É
preciso ter Uma história pronta, ensina o Matinhos. O mundo
se divide entre os rápidos e os lentos, e o que os distingue é a
sua reação ao serem flagrados. Os rápidos inventam uma explicação
na hora. Os lentos, que são maioria, precisam ter uma história
pronta. Muitas vezes sua integridade física, se não sua
sobrevivência, depende de ter uma história pronta. Não precisa ser
convincente, segundo o Matinhos. Basta que esteja pronta. O Matinhos
sabe da importância da história pronta por experiência própria.
Um dia estava na cama com a vizinha quando sua mulher chegou em casa
do salão mais cedo do que o esperado. A mulher é dona de um salão
de beleza, o Matinhos vive, como ele mesmo diz, em disponibilidade.

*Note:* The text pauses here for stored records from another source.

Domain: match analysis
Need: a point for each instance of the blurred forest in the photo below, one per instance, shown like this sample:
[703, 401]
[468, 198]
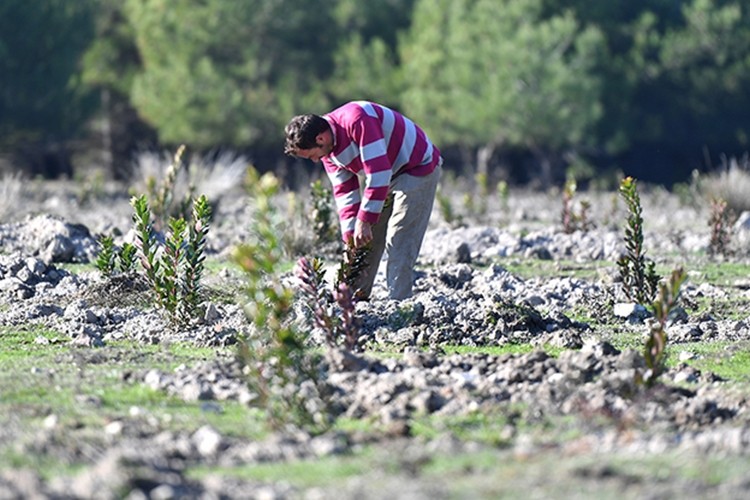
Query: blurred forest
[528, 91]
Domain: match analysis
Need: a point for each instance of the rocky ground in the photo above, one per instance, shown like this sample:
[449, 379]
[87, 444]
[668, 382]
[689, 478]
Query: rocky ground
[563, 419]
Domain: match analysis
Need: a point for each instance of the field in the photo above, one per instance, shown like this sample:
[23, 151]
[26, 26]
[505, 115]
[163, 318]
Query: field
[511, 372]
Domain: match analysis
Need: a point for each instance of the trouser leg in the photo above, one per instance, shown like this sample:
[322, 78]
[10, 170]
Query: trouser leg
[364, 283]
[413, 198]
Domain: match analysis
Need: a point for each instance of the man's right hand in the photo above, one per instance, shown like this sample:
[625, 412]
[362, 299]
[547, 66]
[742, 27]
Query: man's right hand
[362, 233]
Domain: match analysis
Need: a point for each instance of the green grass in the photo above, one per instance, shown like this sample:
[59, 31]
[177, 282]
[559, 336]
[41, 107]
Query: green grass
[319, 472]
[529, 268]
[41, 375]
[499, 350]
[729, 360]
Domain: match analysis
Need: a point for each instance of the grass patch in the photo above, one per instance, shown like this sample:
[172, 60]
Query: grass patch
[318, 472]
[530, 268]
[729, 360]
[42, 375]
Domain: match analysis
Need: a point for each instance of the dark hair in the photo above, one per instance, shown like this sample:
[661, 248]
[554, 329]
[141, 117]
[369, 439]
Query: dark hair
[301, 132]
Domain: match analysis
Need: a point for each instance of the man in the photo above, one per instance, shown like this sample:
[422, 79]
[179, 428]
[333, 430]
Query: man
[384, 171]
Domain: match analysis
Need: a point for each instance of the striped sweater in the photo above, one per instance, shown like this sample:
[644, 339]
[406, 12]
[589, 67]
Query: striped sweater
[376, 143]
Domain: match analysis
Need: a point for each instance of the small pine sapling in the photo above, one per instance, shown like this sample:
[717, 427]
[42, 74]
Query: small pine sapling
[655, 351]
[195, 255]
[639, 278]
[483, 189]
[172, 258]
[274, 357]
[174, 271]
[105, 260]
[126, 257]
[145, 242]
[338, 323]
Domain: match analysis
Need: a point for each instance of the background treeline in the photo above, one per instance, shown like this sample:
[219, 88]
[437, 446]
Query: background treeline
[525, 90]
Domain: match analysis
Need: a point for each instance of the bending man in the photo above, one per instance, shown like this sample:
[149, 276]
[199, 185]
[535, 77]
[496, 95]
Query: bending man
[384, 171]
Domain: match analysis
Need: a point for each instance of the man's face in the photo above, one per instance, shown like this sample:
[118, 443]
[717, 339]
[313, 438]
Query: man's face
[324, 148]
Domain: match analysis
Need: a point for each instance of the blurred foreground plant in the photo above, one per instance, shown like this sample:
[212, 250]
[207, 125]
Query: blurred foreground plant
[655, 351]
[333, 311]
[175, 269]
[281, 372]
[639, 279]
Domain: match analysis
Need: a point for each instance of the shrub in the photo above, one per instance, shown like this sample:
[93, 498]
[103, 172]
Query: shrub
[639, 279]
[655, 351]
[274, 355]
[174, 272]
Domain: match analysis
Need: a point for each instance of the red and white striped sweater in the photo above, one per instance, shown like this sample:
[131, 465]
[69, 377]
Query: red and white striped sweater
[377, 142]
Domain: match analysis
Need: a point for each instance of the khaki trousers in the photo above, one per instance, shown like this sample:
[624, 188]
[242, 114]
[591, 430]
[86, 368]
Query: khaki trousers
[400, 231]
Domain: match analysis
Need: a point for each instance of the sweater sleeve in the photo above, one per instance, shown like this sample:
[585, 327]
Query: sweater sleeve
[346, 194]
[367, 133]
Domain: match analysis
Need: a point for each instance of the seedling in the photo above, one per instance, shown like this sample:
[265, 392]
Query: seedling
[174, 271]
[109, 256]
[337, 322]
[655, 351]
[274, 355]
[639, 279]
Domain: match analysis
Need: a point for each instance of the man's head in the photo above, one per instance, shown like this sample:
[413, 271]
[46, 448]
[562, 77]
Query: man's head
[308, 136]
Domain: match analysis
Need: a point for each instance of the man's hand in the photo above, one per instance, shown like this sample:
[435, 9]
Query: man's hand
[362, 233]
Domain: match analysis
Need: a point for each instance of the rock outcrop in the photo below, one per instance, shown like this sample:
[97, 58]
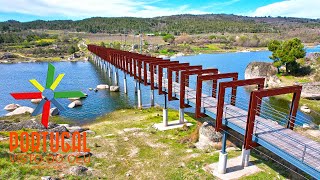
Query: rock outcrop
[78, 170]
[103, 86]
[11, 107]
[263, 70]
[208, 136]
[36, 101]
[305, 109]
[75, 104]
[54, 112]
[311, 91]
[28, 124]
[20, 110]
[114, 88]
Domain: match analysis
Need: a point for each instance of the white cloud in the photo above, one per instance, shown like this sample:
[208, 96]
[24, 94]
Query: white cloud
[90, 8]
[291, 8]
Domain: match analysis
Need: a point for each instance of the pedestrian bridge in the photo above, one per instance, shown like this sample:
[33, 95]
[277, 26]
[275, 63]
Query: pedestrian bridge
[258, 129]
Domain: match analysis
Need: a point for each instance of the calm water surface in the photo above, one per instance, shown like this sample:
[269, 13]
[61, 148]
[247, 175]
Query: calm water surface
[83, 75]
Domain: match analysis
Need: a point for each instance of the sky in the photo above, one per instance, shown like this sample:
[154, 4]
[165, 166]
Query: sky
[29, 10]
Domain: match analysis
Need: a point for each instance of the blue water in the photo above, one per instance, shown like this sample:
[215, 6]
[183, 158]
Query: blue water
[84, 75]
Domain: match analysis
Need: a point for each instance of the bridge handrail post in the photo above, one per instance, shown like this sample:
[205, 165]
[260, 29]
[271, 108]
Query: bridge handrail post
[304, 152]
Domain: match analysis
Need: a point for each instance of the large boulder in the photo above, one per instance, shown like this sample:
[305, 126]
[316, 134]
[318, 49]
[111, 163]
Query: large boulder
[311, 91]
[75, 104]
[78, 170]
[114, 88]
[208, 136]
[36, 101]
[20, 110]
[29, 124]
[54, 112]
[103, 86]
[263, 70]
[11, 107]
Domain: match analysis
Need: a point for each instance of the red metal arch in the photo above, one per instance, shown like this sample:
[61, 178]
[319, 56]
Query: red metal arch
[177, 69]
[233, 84]
[185, 82]
[202, 78]
[258, 95]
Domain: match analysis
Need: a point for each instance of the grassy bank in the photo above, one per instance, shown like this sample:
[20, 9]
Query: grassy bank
[125, 146]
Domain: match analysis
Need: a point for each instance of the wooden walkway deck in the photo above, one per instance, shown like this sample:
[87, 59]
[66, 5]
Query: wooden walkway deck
[285, 140]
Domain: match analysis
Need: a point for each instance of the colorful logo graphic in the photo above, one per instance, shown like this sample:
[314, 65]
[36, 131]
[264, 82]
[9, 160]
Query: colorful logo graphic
[47, 95]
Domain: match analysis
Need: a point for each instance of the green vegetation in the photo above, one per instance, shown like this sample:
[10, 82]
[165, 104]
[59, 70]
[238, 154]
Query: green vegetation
[37, 45]
[125, 143]
[191, 24]
[169, 38]
[72, 49]
[287, 53]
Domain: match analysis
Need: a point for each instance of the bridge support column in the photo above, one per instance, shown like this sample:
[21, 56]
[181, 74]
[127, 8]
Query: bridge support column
[110, 70]
[135, 86]
[165, 111]
[223, 156]
[152, 98]
[139, 96]
[125, 83]
[245, 155]
[181, 115]
[116, 77]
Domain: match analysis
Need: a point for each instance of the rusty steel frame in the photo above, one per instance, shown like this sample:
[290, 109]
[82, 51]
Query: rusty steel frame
[177, 70]
[255, 96]
[153, 66]
[215, 77]
[160, 74]
[233, 84]
[185, 77]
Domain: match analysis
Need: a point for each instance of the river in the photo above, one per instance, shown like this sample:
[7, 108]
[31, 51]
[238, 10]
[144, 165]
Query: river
[84, 75]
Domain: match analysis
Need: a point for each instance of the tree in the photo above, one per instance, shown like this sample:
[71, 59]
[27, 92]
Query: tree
[286, 53]
[102, 44]
[72, 49]
[168, 38]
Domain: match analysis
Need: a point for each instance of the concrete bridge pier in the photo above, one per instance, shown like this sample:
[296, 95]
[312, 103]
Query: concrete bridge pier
[125, 87]
[245, 155]
[116, 77]
[223, 156]
[165, 111]
[139, 96]
[110, 71]
[135, 86]
[181, 115]
[152, 98]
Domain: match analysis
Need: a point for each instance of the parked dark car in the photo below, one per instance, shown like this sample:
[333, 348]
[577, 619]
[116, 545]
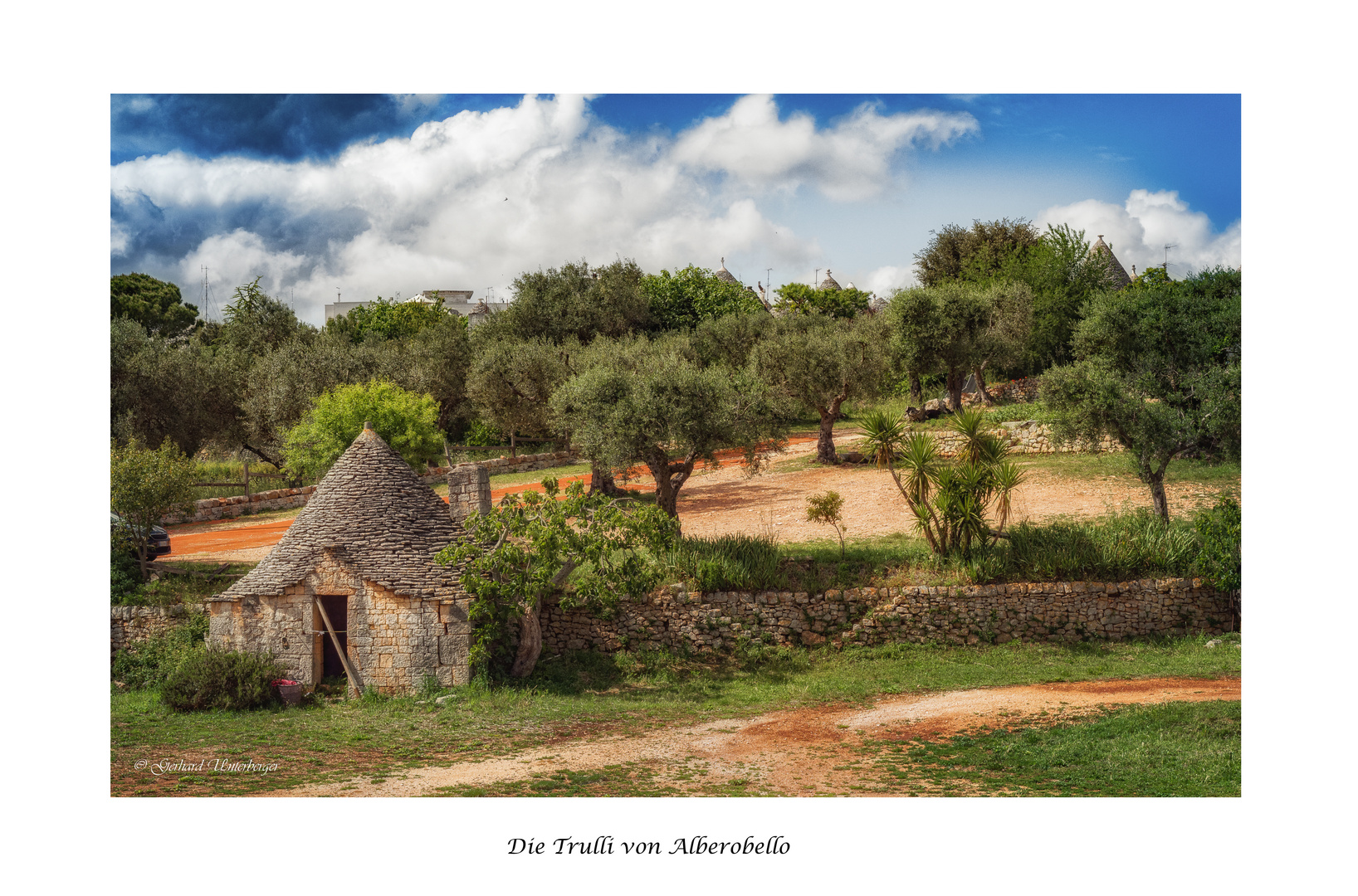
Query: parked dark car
[156, 546]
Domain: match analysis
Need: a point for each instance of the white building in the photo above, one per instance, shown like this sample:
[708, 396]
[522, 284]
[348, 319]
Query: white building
[454, 300]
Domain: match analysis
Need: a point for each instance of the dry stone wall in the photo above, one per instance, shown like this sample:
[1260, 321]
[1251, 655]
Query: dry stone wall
[130, 625]
[1024, 437]
[678, 620]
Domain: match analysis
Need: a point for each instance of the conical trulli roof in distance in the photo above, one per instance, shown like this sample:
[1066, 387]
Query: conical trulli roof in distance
[725, 275]
[379, 519]
[1115, 270]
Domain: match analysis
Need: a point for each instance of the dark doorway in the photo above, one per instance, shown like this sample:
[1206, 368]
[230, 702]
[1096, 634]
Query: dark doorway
[337, 607]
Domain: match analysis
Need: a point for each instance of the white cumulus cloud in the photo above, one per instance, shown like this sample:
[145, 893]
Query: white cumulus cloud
[474, 200]
[848, 162]
[1140, 228]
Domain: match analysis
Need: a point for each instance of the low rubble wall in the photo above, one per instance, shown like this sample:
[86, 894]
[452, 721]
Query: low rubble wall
[679, 620]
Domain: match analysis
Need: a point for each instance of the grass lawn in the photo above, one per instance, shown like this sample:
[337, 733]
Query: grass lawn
[1167, 750]
[584, 695]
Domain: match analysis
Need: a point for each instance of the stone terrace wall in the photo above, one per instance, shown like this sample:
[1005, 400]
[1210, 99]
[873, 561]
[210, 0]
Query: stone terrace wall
[129, 625]
[280, 499]
[993, 614]
[1025, 437]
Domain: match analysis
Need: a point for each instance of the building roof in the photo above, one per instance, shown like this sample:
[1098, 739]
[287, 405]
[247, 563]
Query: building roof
[725, 275]
[379, 519]
[1115, 270]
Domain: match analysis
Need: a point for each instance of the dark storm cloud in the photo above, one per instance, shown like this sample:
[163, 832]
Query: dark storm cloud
[280, 127]
[155, 234]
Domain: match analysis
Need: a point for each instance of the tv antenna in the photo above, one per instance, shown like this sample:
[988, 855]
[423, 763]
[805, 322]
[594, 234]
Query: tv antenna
[209, 309]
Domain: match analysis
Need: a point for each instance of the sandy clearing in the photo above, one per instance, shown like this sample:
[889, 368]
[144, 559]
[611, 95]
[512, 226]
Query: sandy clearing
[798, 751]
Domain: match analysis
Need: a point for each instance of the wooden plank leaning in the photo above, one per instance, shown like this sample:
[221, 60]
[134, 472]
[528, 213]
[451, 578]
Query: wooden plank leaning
[354, 682]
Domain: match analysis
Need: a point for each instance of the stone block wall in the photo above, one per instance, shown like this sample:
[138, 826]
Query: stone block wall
[469, 489]
[675, 618]
[391, 641]
[129, 625]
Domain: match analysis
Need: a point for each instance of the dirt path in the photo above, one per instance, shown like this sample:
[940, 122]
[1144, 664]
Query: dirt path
[723, 500]
[796, 752]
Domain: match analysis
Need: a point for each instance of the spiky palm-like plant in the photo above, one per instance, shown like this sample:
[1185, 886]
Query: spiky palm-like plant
[950, 500]
[884, 436]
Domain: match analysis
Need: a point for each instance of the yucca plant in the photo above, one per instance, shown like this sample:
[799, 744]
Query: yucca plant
[884, 436]
[950, 501]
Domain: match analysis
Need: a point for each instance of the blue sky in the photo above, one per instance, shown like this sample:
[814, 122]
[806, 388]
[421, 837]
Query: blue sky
[376, 194]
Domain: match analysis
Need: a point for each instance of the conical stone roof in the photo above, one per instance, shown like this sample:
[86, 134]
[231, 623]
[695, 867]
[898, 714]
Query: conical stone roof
[725, 276]
[379, 519]
[1115, 270]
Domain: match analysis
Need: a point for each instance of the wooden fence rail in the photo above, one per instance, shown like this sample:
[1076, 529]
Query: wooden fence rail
[241, 485]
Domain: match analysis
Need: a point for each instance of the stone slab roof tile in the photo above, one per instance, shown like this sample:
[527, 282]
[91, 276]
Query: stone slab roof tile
[378, 516]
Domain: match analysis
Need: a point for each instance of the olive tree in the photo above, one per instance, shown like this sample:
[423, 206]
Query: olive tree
[403, 420]
[145, 485]
[527, 548]
[1157, 369]
[651, 402]
[958, 329]
[820, 363]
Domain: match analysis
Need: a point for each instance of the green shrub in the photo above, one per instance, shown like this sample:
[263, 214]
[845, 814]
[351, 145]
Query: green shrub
[728, 562]
[149, 663]
[223, 680]
[1119, 546]
[124, 577]
[1219, 531]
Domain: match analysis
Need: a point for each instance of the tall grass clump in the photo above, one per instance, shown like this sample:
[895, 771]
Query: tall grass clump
[1125, 545]
[728, 562]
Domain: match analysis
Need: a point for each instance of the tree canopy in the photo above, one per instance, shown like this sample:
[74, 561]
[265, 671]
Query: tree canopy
[527, 548]
[652, 402]
[958, 328]
[820, 363]
[153, 303]
[257, 324]
[391, 319]
[681, 300]
[574, 300]
[834, 303]
[977, 253]
[145, 485]
[1159, 369]
[403, 420]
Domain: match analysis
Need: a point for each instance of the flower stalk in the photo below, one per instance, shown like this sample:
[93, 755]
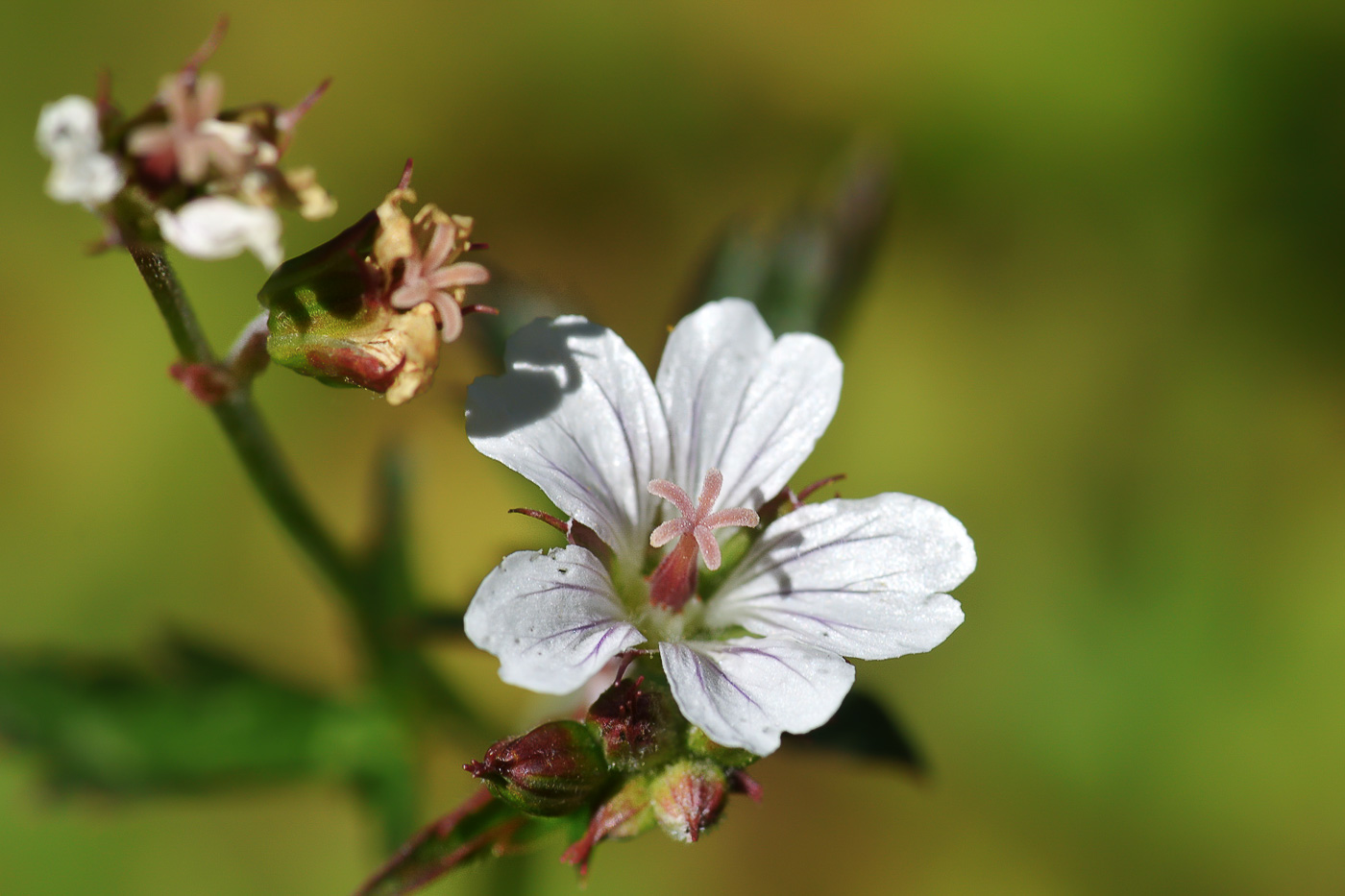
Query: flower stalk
[245, 429]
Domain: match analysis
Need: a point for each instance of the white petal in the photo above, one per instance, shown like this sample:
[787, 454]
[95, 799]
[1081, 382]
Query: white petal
[748, 690]
[858, 577]
[69, 128]
[91, 180]
[577, 415]
[221, 228]
[706, 368]
[553, 619]
[743, 403]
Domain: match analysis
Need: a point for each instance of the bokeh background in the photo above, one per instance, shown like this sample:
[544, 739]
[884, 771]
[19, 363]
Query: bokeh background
[1105, 329]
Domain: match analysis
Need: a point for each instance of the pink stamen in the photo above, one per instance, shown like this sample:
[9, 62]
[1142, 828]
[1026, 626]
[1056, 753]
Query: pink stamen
[697, 521]
[672, 581]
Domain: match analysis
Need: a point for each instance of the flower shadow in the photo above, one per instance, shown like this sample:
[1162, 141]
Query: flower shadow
[541, 370]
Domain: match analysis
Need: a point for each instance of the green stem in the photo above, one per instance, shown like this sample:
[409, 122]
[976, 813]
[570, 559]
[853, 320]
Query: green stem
[246, 432]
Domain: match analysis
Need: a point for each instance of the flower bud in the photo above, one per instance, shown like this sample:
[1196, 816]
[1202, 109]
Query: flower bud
[625, 814]
[638, 724]
[551, 770]
[688, 798]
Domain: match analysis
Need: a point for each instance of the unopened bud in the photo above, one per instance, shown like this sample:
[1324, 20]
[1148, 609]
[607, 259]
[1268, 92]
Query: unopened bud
[636, 722]
[624, 814]
[551, 770]
[688, 798]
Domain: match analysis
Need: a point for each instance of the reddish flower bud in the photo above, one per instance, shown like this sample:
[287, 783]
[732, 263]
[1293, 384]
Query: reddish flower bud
[551, 770]
[638, 724]
[625, 814]
[688, 798]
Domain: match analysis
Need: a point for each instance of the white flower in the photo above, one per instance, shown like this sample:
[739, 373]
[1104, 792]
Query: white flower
[69, 134]
[221, 228]
[739, 410]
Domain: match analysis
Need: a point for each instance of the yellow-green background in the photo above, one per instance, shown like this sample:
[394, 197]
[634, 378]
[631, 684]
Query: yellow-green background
[1105, 332]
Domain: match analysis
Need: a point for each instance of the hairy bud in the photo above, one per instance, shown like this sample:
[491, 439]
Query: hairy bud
[688, 798]
[551, 770]
[625, 814]
[638, 724]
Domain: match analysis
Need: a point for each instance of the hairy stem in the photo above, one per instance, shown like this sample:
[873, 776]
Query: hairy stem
[246, 432]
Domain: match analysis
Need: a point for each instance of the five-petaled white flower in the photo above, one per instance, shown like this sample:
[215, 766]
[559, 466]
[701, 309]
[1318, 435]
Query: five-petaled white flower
[69, 134]
[732, 415]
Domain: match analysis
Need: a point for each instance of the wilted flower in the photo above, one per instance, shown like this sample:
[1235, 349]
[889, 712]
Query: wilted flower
[370, 307]
[69, 133]
[732, 415]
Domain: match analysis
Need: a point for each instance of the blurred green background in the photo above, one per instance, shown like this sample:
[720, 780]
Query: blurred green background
[1105, 331]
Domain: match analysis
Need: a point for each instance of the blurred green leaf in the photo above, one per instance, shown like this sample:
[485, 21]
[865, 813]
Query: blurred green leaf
[865, 728]
[481, 826]
[804, 274]
[199, 721]
[390, 610]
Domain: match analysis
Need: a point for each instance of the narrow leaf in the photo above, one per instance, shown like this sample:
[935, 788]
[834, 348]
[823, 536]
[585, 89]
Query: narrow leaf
[804, 274]
[865, 728]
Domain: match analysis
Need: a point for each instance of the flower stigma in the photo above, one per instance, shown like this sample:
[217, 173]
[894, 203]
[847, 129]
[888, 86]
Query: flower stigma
[672, 581]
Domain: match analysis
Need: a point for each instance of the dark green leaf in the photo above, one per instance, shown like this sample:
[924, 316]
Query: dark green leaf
[201, 720]
[390, 613]
[804, 274]
[865, 728]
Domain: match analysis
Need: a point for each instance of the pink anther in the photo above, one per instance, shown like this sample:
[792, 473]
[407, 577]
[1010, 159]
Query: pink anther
[697, 521]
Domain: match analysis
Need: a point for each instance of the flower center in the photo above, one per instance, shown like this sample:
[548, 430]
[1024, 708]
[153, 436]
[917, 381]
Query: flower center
[672, 581]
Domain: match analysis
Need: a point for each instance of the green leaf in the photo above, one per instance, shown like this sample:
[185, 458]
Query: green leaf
[865, 728]
[199, 721]
[804, 274]
[480, 828]
[390, 613]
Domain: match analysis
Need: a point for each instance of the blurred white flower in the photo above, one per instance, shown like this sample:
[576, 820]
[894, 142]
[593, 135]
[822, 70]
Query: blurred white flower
[221, 228]
[69, 134]
[739, 410]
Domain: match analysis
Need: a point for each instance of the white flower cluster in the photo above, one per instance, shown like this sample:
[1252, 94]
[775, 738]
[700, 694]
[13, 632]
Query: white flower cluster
[215, 171]
[69, 134]
[739, 410]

Não é um vagabundo, é um disponível. Faz parte da grande reserva
de mão-de-obra ociosa da nação, esperando para ser convocada. Só
não vai atrás do emprego, que já é pedir demais. A nação que
venha buscá-lo. Enquanto a nação não vinha, o Matinhos enchia
parte das suas horas vagas, que eram todas, namorando a dona Zeneida
que também não tinha muito o que fazer depois de alimentar seu
marido, o Valdemar, um inativo, que dormia sestas longas e profundas
e só acordava para ir jogar dominó no bar. E um dia a mulher do
Matinhos chegou em casa mais cedo e por pouco não encontrou a dona
Zeneida na cama com o Matinhos. Dona Zeneida conseguiu sair pela
janela, sair pelo portão e entrar na sua casa só de calcinha,
agarrando o resto das suas roupas na frente do corpo, sem ser vista e
quando a mulher do Matinhos entrou no quarto, encontrou o marido
arquejante na cama, a cabeça atirada para trás, braços e pernas
abertos, o pijama desfeito.
— O
que é isso, Matinhos?
O
Matinhos mal conseguia falar.
— Não
sei... Acho que...
— O
que, homem de Deus?!
— Princípio
de enfarte.
E
o Matinhos não estava fingindo. O susto quase o matara. Fizeram
exames, tudo bem, a mulher pediu para o Matinhos nunca mais
assustá-la daquela maneira, e o Matinhos começou a pensar na
importância do pensamento contingencial. Sua mulher o teria flagrado
não só com a vizinha na cama mas sem uma história pronta. O que
ele teria dito, se fosse pego? “Não é o que você está
pensando”? Ridículo. Claro que era o que ela estava pensando. Ele
precisava ter uma história pronta. Uma história rica em detalhes,
criativa, tão elaborada que desencorajasse qualquer tentativa de
investigá-la e tão incomum que levasse à conclusão de que ninguém
a inventaria. Tão improvável que só poderia ser verdade.
E
o Matinhos pôs-se a construir, meticulosamente, a explicação que
daria no caso de ser flagrado com a dona Zeneida na cama. Algo sobre
o marido de dona Zeneida, o Valdemar, e o seu envolvimento com uma
rede de traficantes de droga. Bolivianos, era isso. Bandidos
bolivianos. A Polícia Federal estava usando a casa do Matinhos para
controlar o movimento na casa do Valdemar. Matinhos não tinha
contado nada à mulher para não assustá-la. Sim, estava colaborando
com a polícia. Tinham bolado um plano para tirar a dona Zeneida de
dentro da casa para poder revistá-la, aproveitando-se do fato de o
Valdemar normalmente cair num sono profundo depois de tomar a heroína
do meio-dia. Matinhos concordara em seduzir a dona Zeneida em nome da
lei, para ajudar a livrar o país do flagelo das drogas, ainda mais
trazida por bolivianos. Se a mulher do Matinhos fizesse um escândalo,
atrapalharia a diligência da polícia que naquele momento estava
revistando a casa do Valdemar e...
É
uma história longa que o Matinhos decorou e tem até ensaiado na
frente do espelho, para o caso de ser pego com a dona Zeneida na
cama. Uma possibilidade que ficou remota, porque depois do quase
flagrante, a dona Zeneida, que teve uma crise de nervos, se recusa a
sequer olhar para o Matinhos, quanto mais a responder seus “pssts”
por cima da cerca. E o Matinhos está assim, com uma história pronta
que só serve para o caso de flagrante com a dona Zeneida, já que na
casa do outro lado só mora um general reformado viúvo e com três
cachorros, mas sem a dona Zeneida. O Matinhos está começando a
pensar numa história pronta que sirva em qualquer contingência.